Direktorat Pendidikan Tinggi (Dikti) bersama dengan Fulbright meluncurkan program beasiswa baru. Beasiswa ini diperuntukkan bagi staf pengajar senior, junior, dan mahasiswa yang akan melanjutkan studi ke beberapa perguruan tinggi di Amerika.
Menurut Sekretaris Eksekutif UGM, Drs. Djoko Moerdiyanto, M.A., beasiswa untuk self improvement di Amerika ini ditawarkan melalui berbagai skema program. Beasiswa yang ditawarkan meliputi beasiswa Fulbright–Aminef, yang telah lama berjalan, dan beasiswa Dikti-Fulbright, yang merupakan jenis beasiswa baru. “Beasiswa Dikti Programme ini dana berasal dari Dikti dan secara administratif ditangani Aminef,” terang Djoko di Ruang Multimedia, Senin (12/4), saat presentasi beasiswa bersama rombongan dari Aminef, CIES, dan IIE.
Di hadapan para Wakil Dekan Bidang Bidang Pendidikan, Penelitian, dan Pengabdian pada Masyarakat serta staf pengajar UGM, Djoko menjelaskan beasiswa ini memberi kesempatan civitas akademika UGM untuk melakukan research desertation, terutama mereka yang telah mengambil program S-3 dan selesai cost work. “Oleh karenanya, dengan beasiswa ini mereka diberikan waktu tiga sampai empat bulan untuk melakukan research di Amerika,” ujarnya.
Selain itu, Aminef menawarkan pula Fulbright Specialist untuk program studi atau fakultas. Dengan program ini, setiap program studi atau fakultas dapat mengundang seorang profesor dalam bidang tertentu untuk membantu aktivitas akademik. Kehadiran profesor dalam program ini sangat membantu mendesain kurikulum. Setelah kurikulum tersusun, akan diujicobakan dan kemudian dilakukan pembahasan secara bersama.
“Makanya seorang profesor bisa datang untuk yang kedua hingga yang ketiga. Dari beberapa kali kunjungan itu, mereka meng-improve/menyempurnakan kurikulum sebagaimana yang diinginkan fakultas atau program studi.

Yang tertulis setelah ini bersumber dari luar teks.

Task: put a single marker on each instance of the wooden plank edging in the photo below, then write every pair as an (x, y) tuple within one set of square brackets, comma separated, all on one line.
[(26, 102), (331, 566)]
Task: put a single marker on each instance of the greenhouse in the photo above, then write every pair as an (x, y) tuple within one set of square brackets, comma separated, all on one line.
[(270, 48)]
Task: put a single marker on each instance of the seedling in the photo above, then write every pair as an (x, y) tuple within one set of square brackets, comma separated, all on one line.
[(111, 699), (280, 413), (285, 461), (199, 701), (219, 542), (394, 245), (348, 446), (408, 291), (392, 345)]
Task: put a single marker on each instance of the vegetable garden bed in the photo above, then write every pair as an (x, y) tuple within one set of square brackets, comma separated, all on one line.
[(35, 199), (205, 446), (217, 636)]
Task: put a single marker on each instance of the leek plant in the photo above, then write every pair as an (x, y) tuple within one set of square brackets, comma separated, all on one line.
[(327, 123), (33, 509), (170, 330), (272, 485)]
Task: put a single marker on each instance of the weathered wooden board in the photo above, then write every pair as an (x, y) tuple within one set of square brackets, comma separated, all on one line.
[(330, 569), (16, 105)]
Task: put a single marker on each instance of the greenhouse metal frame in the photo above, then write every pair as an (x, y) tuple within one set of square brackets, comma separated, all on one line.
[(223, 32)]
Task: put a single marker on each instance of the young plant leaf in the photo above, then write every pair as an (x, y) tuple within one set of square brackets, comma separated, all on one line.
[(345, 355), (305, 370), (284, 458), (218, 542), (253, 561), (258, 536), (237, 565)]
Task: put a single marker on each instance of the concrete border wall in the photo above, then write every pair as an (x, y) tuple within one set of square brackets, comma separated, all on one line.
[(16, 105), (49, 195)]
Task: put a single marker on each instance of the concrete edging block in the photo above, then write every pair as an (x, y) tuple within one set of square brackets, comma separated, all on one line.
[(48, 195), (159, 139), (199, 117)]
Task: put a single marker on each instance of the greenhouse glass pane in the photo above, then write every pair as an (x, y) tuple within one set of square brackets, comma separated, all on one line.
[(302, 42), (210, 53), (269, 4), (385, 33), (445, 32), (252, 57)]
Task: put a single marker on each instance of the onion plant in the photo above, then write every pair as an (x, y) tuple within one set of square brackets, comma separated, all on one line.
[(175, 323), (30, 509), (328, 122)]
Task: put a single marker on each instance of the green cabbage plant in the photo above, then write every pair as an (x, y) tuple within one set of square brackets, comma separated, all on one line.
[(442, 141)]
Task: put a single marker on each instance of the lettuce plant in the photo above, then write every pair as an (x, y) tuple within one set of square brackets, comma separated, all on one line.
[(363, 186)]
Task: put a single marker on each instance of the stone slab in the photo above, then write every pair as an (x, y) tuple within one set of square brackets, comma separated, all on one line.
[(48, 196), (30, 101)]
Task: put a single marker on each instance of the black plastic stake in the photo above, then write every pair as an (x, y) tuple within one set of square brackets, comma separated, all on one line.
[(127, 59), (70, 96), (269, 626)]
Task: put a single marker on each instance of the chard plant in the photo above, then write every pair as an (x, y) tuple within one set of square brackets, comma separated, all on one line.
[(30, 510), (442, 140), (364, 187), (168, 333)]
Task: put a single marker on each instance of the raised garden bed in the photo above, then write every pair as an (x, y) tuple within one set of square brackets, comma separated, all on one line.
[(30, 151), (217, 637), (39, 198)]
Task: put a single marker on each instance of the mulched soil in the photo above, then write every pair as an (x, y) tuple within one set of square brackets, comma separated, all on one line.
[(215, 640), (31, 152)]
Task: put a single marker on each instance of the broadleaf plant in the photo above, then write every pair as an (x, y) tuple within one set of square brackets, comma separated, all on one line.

Demikian juga prodi-prodi yang ingin mendapatkan akreditasi internasional, bisa pula mengundang spesialis agar me-review dokumen-dokumen yang dimiliki prodi-prodi, apakah prodi-prodi sudah memiliki kriteria dokumen-dokumen yang sejalan badan akreditasi internasional,” jelasnya.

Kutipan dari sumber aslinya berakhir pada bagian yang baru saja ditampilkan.